Hon. Lovett Bennett, Jr., ‘83
Bennett remembers rushing home from the fifth grade class to watch Perry Mason. It was then he knew he wanted to become a lawyer. It also helped that he could go to the courthouse and watch his uncle Big Joe, argue criminal cases. Bennett started his practice in Jacksonville, Florida but eventually returned to Statesboro to help with his Uncle Joe’s criminal defense firm as the latter transitioned to Superior Court Judge.
He said he would not trade his experience at Mercer for anything. The school was terrific and offered many opportunities for hands-on experience. The faculty was made up of local lawyers and judges who demonstrated great understanding of the law. He said, “They taught us practical skills day in and day out, including finding the specific courts, what papers to file in that jurisdiction, and how to answer.” He fondly remembers Professor Darryl Dantzler making an example of him to remove things that jiggle in one’s pockets, especially when speaking to the jury. She also reminded him not to start all his questions with “And”. He remembers these lessons to this day.
“Having had this kind of contact with the local bench and the bar really prepared us to practice right out of law school,” Bennett believes.
He admits being very concerned with his grades in law school and studied all the time, but advises current students to “still study hard, but spend a little bit more time knowing your classmates better.”
Bennett feels pride in helping young kids get their lives back on track through representing and mentoring college students who had a brush with the law. He still receives letters from parents thanking him for helping their kids turn their lives around. He said, “having an impact in someone’s life, keeping them out of trouble and allowing them to blossom as responsible citizens is the biggest achievement of my career.”
“Mercer has been very good to me and has given my family a good life. It is important for us who have succeeded to give back time and money to the school and help students like Sam Broucek and Will Bennett to have resources and enjoy the same great experience we had,” he closes.
Katherine Neville Edwards, ‘01
Katherine Edwards, ’01, one of Joe Neville’s children, just completed her master’s degree in psychology and was deciding what to do next when her father encouraged her to pursue a legal career.

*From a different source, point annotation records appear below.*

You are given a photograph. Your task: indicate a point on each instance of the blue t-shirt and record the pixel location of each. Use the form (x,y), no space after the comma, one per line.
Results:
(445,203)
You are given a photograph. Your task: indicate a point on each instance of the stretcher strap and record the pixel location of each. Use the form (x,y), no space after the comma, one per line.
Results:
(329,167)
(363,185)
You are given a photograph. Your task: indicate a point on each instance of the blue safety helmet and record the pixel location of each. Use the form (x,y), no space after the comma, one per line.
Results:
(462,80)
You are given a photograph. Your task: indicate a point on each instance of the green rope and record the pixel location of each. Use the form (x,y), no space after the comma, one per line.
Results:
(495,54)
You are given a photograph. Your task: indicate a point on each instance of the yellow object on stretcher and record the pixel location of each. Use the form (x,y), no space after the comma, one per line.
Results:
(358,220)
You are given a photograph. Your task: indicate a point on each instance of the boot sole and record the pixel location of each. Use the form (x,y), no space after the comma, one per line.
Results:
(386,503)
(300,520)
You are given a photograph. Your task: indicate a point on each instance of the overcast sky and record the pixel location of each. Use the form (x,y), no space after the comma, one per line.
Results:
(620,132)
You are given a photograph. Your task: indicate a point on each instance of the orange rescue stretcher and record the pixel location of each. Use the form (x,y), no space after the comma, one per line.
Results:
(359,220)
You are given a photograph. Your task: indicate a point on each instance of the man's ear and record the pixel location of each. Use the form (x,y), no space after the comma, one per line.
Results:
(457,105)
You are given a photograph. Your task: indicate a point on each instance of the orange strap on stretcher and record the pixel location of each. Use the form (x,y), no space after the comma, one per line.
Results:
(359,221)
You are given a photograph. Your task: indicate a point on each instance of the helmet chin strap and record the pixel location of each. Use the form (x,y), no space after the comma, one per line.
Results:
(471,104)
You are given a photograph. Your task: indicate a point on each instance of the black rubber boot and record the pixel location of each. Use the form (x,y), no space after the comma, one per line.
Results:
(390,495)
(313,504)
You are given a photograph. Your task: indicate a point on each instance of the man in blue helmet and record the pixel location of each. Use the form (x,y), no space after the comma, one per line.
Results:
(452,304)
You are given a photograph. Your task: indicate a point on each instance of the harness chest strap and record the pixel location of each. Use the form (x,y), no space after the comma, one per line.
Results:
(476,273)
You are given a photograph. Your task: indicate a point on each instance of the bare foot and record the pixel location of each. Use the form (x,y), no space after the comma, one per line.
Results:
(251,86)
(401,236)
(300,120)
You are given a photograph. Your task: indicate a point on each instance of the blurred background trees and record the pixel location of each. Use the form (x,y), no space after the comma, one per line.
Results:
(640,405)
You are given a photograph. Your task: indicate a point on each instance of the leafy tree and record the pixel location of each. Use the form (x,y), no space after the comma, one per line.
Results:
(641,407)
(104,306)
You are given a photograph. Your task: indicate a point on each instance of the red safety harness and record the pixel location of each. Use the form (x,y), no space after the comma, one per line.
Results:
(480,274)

“My daddy always said, and I strongly believe this: ‘Law is the best general education you can get at an advanced level because you get exposed to so many facets of society, and it gives you a broad brush approach to things.’” Mercer was highly recommended and she got encouragement from Dr. Sara Bennett, her aunt and professor at Georgia Southern. She also got plenty of advice from Dad Joe, Big Joe and Uncle Lovett, whom she worked for during college.
Samuel J. Broucek, ‘13
Broucek was a non-traditional student, having worked in the construction industry for years before he decided to enroll in law school. His professional experience taught him to treat law school as a job. It was a family decision, but he credits Michelle, his wife, for his success by allowing him to pursue a change in career while she kept their household together.
Mercer was one of three law schools that accepted him. Of course, he got the talk from Dr. Sara Bennett. Broucek said, “Attending Mercer is one of the best experiences I’ve had.” The connections he made and fostered from day one benefit him to this day, including numerous business referrals. Finding Mercer contacts below the ‘gnat-line’ is easy.
He admits he did not fully appreciate all the lectures in class. But now, he has full appreciation of the lessons as he puts them to good use in his practice.
He advises young lawyers to find time for family and friends outside of work. He said, “It is not healthy to work 80 hours a week or more. You need to be healthy physically and emotionally.”